The Adjusted Winner (AW) method is a fundamental procedure for the fair division of indivisible resources between two agents. However, its reliance on splitting resources can lead to practical complications. To address this limitation, we propose an extension of AW that allows the sale of selected resources under a budget constraint, with the proceeds subsequently redistributed, thereby aiming for allocations that remain as equitable as possible. Alongside developing this extended framework, we provide an axiomatic analysis that examines how equitability and envy-freeness are modified in our setting. We then formally define the resulting combinatorial problems, establish their computational complexity, and design a fully polynomial-time approximation scheme (FPTAS) to mitigate their inherent intractability. Finally, we complement our theoretical results with computer-based simulations.

💡 Research Summary

The paper revisits the classic Adjusted Winner (AW) procedure, a two‑person fair‑division protocol that guarantees equitability, envy‑freeness, and Pareto optimality by allowing a single item to be split fractionally. Recognizing that many real‑world assets (real estate, heirlooms, vehicles) cannot be physically divided and that splitting may be socially or legally unacceptable, the authors propose an extension that replaces fractional splits with the option to sell selected items.

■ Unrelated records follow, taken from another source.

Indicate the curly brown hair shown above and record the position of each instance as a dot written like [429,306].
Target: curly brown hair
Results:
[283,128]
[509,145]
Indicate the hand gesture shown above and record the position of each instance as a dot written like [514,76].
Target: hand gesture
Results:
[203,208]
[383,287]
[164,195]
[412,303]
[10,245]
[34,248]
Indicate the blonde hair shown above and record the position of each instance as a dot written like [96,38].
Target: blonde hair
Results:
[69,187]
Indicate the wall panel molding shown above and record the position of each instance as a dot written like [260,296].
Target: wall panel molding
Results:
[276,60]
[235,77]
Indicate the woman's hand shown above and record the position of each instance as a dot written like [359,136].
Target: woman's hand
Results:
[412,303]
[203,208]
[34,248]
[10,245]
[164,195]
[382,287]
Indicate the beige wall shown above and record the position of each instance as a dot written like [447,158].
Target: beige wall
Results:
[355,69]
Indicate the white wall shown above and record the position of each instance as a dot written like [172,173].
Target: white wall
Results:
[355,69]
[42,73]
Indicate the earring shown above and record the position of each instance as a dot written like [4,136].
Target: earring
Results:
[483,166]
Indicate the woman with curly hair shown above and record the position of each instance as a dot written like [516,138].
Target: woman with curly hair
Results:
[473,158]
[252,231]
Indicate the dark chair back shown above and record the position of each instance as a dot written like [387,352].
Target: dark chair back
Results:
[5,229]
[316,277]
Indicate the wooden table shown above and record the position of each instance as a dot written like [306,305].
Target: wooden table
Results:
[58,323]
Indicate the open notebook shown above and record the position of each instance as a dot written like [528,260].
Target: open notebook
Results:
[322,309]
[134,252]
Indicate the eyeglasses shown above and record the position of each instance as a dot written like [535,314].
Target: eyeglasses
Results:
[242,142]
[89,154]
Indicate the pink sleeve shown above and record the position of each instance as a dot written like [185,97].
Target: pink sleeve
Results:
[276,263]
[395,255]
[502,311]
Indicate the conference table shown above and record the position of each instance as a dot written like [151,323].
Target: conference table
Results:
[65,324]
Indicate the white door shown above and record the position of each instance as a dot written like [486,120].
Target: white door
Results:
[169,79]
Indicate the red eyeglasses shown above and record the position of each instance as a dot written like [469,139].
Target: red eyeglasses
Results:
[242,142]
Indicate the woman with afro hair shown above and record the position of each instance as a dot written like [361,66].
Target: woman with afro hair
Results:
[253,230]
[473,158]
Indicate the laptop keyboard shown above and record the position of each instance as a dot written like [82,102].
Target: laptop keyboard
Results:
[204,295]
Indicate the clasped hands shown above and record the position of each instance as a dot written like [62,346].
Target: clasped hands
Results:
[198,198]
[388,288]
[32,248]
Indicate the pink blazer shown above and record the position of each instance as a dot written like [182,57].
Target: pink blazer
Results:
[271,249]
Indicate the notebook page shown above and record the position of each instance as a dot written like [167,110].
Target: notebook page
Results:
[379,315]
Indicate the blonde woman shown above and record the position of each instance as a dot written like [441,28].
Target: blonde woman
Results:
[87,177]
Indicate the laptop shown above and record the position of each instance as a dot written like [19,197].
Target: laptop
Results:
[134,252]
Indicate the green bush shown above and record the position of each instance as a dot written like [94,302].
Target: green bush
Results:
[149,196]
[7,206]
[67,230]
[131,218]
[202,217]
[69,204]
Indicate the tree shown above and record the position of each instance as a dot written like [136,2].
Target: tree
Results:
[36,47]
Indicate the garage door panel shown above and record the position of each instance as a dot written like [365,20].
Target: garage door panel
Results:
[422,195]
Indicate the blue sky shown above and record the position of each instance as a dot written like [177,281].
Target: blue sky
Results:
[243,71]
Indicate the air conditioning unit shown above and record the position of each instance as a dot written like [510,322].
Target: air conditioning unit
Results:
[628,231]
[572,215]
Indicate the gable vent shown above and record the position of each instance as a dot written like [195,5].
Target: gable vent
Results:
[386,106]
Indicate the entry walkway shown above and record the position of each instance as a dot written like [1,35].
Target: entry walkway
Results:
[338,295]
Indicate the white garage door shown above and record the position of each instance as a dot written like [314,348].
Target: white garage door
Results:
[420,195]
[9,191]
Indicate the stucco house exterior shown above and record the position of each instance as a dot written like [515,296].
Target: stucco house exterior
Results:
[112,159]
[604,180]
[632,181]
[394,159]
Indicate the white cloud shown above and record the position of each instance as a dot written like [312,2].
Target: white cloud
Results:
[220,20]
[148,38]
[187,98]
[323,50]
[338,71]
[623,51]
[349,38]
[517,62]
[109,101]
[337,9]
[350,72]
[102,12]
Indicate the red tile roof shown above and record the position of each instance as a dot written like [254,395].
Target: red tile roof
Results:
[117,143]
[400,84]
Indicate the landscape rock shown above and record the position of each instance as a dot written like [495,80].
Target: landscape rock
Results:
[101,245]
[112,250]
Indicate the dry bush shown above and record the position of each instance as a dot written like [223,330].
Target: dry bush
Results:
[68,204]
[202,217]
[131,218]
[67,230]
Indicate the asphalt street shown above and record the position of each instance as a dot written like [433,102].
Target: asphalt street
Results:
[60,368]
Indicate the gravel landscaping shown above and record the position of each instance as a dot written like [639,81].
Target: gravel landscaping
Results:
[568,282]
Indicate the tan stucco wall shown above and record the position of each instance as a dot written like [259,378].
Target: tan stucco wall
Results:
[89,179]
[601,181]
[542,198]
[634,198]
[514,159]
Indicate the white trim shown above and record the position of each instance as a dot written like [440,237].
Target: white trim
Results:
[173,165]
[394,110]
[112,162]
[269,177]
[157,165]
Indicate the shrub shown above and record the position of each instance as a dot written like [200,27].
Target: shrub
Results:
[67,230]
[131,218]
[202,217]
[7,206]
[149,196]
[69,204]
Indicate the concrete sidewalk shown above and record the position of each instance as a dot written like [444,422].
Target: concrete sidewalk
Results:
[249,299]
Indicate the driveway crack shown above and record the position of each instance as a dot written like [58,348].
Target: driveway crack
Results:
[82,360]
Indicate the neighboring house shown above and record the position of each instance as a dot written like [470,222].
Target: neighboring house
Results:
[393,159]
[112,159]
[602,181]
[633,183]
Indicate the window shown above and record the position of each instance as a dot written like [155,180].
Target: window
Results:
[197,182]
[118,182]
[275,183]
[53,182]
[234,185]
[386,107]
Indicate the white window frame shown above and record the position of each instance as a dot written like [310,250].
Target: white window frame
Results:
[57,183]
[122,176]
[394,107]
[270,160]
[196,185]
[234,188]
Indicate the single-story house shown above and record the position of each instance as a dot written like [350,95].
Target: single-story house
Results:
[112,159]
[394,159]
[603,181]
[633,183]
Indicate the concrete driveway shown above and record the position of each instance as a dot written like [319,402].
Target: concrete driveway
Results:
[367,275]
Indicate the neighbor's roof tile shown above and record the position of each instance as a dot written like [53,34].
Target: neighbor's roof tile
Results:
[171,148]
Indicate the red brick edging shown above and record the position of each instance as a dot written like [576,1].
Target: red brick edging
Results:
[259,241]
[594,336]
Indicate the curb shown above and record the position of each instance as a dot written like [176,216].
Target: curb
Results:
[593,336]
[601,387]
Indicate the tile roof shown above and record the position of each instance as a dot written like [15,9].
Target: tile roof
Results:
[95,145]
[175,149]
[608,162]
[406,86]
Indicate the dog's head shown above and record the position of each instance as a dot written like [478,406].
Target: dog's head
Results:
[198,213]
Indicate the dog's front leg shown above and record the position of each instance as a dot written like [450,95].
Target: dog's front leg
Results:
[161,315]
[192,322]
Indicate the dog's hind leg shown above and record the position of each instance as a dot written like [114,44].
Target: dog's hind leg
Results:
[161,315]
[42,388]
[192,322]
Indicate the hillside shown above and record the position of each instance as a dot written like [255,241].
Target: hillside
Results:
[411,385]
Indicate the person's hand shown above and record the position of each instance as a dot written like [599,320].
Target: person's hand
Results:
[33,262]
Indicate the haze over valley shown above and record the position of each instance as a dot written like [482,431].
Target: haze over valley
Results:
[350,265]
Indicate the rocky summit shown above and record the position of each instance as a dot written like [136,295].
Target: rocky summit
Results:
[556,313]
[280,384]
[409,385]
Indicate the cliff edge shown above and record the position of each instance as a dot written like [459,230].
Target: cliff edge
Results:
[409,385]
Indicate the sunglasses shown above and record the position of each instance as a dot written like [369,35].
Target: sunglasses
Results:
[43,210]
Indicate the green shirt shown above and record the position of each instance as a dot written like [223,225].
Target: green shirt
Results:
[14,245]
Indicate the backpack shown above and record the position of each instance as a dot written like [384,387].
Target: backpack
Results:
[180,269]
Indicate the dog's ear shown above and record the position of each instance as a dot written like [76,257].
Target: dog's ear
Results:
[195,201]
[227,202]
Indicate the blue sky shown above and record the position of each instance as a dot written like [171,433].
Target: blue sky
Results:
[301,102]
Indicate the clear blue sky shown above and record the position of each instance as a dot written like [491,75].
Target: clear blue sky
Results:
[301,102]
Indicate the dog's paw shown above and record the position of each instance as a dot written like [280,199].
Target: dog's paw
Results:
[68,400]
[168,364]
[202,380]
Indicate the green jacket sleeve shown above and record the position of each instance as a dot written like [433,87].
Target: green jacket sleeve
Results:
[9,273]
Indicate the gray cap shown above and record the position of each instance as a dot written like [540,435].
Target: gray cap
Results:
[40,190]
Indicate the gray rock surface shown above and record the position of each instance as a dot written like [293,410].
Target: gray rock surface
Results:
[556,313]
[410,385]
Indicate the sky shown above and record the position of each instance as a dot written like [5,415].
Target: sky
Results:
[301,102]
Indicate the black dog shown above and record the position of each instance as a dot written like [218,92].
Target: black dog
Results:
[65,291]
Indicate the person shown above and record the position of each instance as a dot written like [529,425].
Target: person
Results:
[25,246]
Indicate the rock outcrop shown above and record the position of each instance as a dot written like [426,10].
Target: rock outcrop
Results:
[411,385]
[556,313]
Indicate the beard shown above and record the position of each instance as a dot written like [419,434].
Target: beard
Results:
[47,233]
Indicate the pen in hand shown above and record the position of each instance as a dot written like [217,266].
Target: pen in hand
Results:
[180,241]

They introduce the Dispute Settlement with Indivisible Resources and Sale (DSIRS) framework, formally defined as an instance ⟨R, u₁, u₂, p, c, B⟩ where R is a finite set of indivisible items, u₁ and u₂ are additive utility functions with equal total sum, p(r) is the revenue obtainable by selling item r (bounded above by the higher of the two utilities), c(r) is the selling cost, and B is a global budget on total selling costs. A solution (plan) partitions R into three disjoint subsets: S₀ (items sold), S₁ (allocated to agent 1), and S₂ (allocated to agent 2). The total sale revenue p(S₀) is divided between the agents by a parameter q∈